Hi all, I have noticed that upgrading an image to be on par with trunk was becoming incredibly slow. Notably, there were very long pauses with information dialog telling 'snapshotting...'. So I have interrupted the process and watched thru debugger... That was due to long chains of .mcd: each element is involving a new directory scan of the bloated package-cache...
For example, a single MCWorkingCopy>>findSnapshotWithVersionInfo: System-ct.1444 leads to catastrophic MessageTally spyOn: [snapshot := MCPatcher apply: patch to: self baseSnapshot].
- 143610 tallies, 188827 msec.
**Tree** -------------------------------- Process: (40) 56225: nil -------------------------------- 99.2% {187281ms} [] MorphicProject>>spawnNewProcess 99.2% {187281ms} PasteUpMorph>>doOneCycle ...snip... **Leaves** 80.6% {152119ms} UnixFileDirectory(FileDirectory)>>directoryContentsFor:do: 5.2% {9861ms} DirectoryEntry class>>fromArray:directory: 1.5% {2849ms} WriteStream>>nextPut:
Each MCCacheRepository(MCRepository)>>versionWithInfo: costs about 3 to 4 seconds! It's clear that I should better clean some cache, but I wonder about the overall .mcd/.mcz strategy. Network latency is clearly not dominating my own costs!
Nicolas
That is a really eye-opening measurement. I occasionally do "TimeProfileBrowser onBlock: [MCMcmUpdater updateFromServer]" to try to see where the time is going, but I have a hard time making sense of the resulting profile.

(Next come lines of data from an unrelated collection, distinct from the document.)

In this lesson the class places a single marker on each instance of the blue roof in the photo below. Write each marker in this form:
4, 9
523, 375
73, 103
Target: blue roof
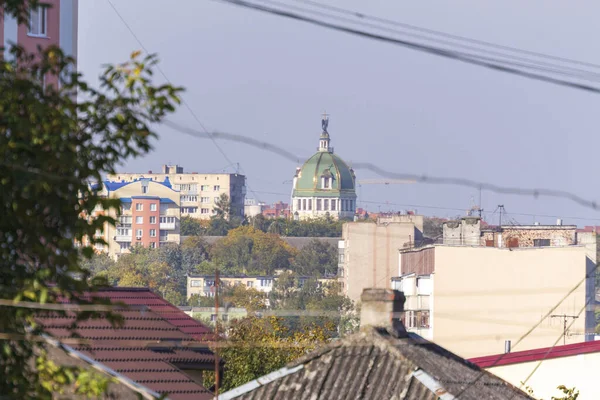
111, 186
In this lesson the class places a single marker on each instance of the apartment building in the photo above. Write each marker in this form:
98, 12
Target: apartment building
475, 299
198, 192
368, 251
204, 285
149, 215
55, 25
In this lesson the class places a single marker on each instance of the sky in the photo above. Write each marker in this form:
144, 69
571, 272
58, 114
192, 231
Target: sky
271, 78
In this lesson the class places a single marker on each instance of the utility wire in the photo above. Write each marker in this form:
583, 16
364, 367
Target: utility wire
390, 174
464, 57
533, 64
433, 32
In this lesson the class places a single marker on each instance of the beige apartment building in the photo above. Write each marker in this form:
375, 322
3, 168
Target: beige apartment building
204, 285
473, 299
149, 215
368, 251
198, 192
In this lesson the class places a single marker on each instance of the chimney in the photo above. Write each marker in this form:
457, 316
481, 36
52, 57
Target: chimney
383, 308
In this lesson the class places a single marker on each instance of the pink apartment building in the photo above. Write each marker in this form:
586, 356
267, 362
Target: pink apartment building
52, 25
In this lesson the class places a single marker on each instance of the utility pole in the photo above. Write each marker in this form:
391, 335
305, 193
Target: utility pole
216, 333
564, 317
500, 209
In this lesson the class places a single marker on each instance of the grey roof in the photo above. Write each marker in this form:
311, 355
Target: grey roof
297, 242
373, 364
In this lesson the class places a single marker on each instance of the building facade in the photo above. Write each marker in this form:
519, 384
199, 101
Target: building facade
199, 193
325, 185
149, 215
55, 25
472, 299
368, 251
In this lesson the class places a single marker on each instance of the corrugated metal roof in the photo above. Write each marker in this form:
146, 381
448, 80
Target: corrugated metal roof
375, 365
150, 318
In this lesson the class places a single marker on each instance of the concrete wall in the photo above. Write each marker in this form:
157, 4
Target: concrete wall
483, 296
371, 254
578, 371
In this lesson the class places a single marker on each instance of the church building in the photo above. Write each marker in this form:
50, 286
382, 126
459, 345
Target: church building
325, 185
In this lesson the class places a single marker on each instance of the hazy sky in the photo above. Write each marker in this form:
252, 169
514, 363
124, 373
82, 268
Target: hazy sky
271, 78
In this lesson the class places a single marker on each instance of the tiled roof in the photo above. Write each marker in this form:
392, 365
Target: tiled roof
537, 354
375, 365
155, 340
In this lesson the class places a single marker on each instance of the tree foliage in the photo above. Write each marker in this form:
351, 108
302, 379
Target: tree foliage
317, 258
257, 346
54, 140
246, 250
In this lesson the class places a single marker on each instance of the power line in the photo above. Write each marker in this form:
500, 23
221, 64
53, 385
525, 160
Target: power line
473, 59
390, 174
168, 80
518, 60
587, 276
386, 21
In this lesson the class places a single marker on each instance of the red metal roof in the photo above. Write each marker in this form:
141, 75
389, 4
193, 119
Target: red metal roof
151, 320
537, 354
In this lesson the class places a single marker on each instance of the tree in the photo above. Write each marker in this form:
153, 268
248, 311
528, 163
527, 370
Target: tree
191, 227
317, 258
246, 250
54, 140
257, 346
157, 269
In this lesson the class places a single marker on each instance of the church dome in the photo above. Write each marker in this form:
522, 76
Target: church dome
324, 174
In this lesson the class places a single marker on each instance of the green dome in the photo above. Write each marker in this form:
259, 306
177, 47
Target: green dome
324, 164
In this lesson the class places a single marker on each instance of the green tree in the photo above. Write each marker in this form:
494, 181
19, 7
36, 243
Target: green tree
54, 140
258, 346
250, 251
191, 227
316, 258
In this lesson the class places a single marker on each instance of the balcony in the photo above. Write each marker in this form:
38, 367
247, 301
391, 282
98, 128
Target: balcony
167, 226
123, 238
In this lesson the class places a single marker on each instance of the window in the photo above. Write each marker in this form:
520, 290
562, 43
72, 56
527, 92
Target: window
189, 198
266, 282
123, 232
38, 21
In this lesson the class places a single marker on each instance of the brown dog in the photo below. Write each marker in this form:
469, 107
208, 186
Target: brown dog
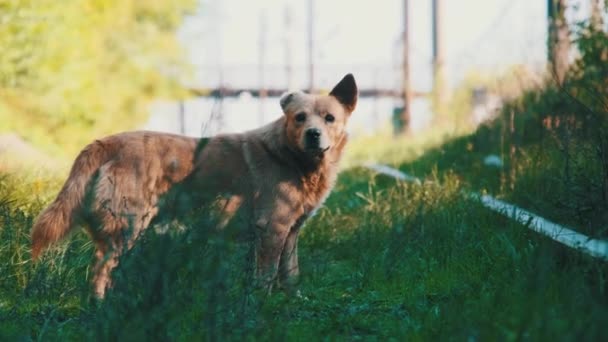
273, 177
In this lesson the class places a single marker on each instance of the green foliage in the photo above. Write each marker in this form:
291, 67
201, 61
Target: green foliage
74, 70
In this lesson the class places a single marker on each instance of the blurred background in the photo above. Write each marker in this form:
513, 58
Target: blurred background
505, 98
73, 71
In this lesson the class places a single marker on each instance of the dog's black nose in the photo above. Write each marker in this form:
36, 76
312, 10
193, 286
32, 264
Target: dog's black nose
313, 133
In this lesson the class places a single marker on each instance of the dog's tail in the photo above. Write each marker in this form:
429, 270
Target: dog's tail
56, 221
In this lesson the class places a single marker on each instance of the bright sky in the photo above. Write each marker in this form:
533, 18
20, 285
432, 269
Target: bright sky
360, 36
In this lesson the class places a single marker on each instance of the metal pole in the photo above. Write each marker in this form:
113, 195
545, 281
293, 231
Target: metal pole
407, 94
438, 55
311, 34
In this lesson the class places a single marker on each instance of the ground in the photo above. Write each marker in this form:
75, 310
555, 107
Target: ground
384, 259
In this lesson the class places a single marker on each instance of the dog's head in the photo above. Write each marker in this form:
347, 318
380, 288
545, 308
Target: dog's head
316, 123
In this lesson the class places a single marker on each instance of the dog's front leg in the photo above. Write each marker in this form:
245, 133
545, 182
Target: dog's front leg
271, 237
288, 267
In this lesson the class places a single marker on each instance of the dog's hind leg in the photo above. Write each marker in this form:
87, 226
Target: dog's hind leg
107, 259
288, 268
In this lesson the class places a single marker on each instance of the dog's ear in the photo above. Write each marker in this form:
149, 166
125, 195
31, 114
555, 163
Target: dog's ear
346, 92
290, 98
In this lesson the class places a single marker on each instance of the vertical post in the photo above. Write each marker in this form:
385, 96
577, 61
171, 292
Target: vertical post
406, 91
288, 36
182, 117
439, 81
597, 21
558, 47
262, 65
311, 55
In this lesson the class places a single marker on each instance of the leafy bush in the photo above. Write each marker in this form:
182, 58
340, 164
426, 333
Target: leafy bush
71, 71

Your measurement suggests that 1) #allFileNames is horribly inefficient (at least on a unix file directory) and 2) we are doing it far too often.
There is a cacheAllFileNamesDuring: mechanism that is presumably trying to minimize this but the cache is repeatedly discarded and refreshed, with a new repository scan each time.
Dave
On 2024-02-04 14:48, Nicolas Cellier wrote:
Hi all, I have noticed that upgrading an image to be on par with trunk was becoming incredibly slow. Notably, there were very long pauses with information dialog telling 'snapshotting...'. So I have interrupted the process and watched thru debugger... That was due to long chains of .mcd: each element is involving a new directory scan of the bloated package-cache...
For example, a single MCWorkingCopy>>findSnapshotWithVersionInfo: System-ct.1444 leads to catastrophic MessageTally spyOn: [snapshot := MCPatcher apply: patch to: self baseSnapshot].
- 143610 tallies, 188827 msec.
**Tree**
Process: (40) 56225: nil
99.2% {187281ms} [] MorphicProject>>spawnNewProcess 99.2% {187281ms} PasteUpMorph>>doOneCycle ...snip... **Leaves** 80.6% {152119ms} UnixFileDirectory(FileDirectory)>>directoryContentsFor:do: 5.2% {9861ms} DirectoryEntry class>>fromArray:directory: 1.5% {2849ms} WriteStream>>nextPut:
Each MCCacheRepository(MCRepository)>>versionWithInfo: costs about 3 to 4 seconds! It's clear that I should better clean some cache, but I wonder about the overall .mcd/.mcz strategy. Network latency is clearly not dominating my own costs!
Nicolas
Hi Dave, yes, in case of a bloated package-cache such as mine, some caching may mitigate problem 1). For problem 2), the source of those directory scans are these long chains of .mcd They invariably appear during the update process (maybe related to either a high frequency of .mcm, or high frequency of image updating) So another angle of attack would be to question the production of .mcd vs .mcz strategy...
Nicolas
Le lun. 5 févr. 2024 à 16:22, lewis@mail.msen.com a écrit :
That is a really eye-opening measurement. I occasionally do "TimeProfileBrowser onBlock: [MCMcmUpdater updateFromServer]" to try to see where the time is going, but I have a hard time making sense of the resulting profile.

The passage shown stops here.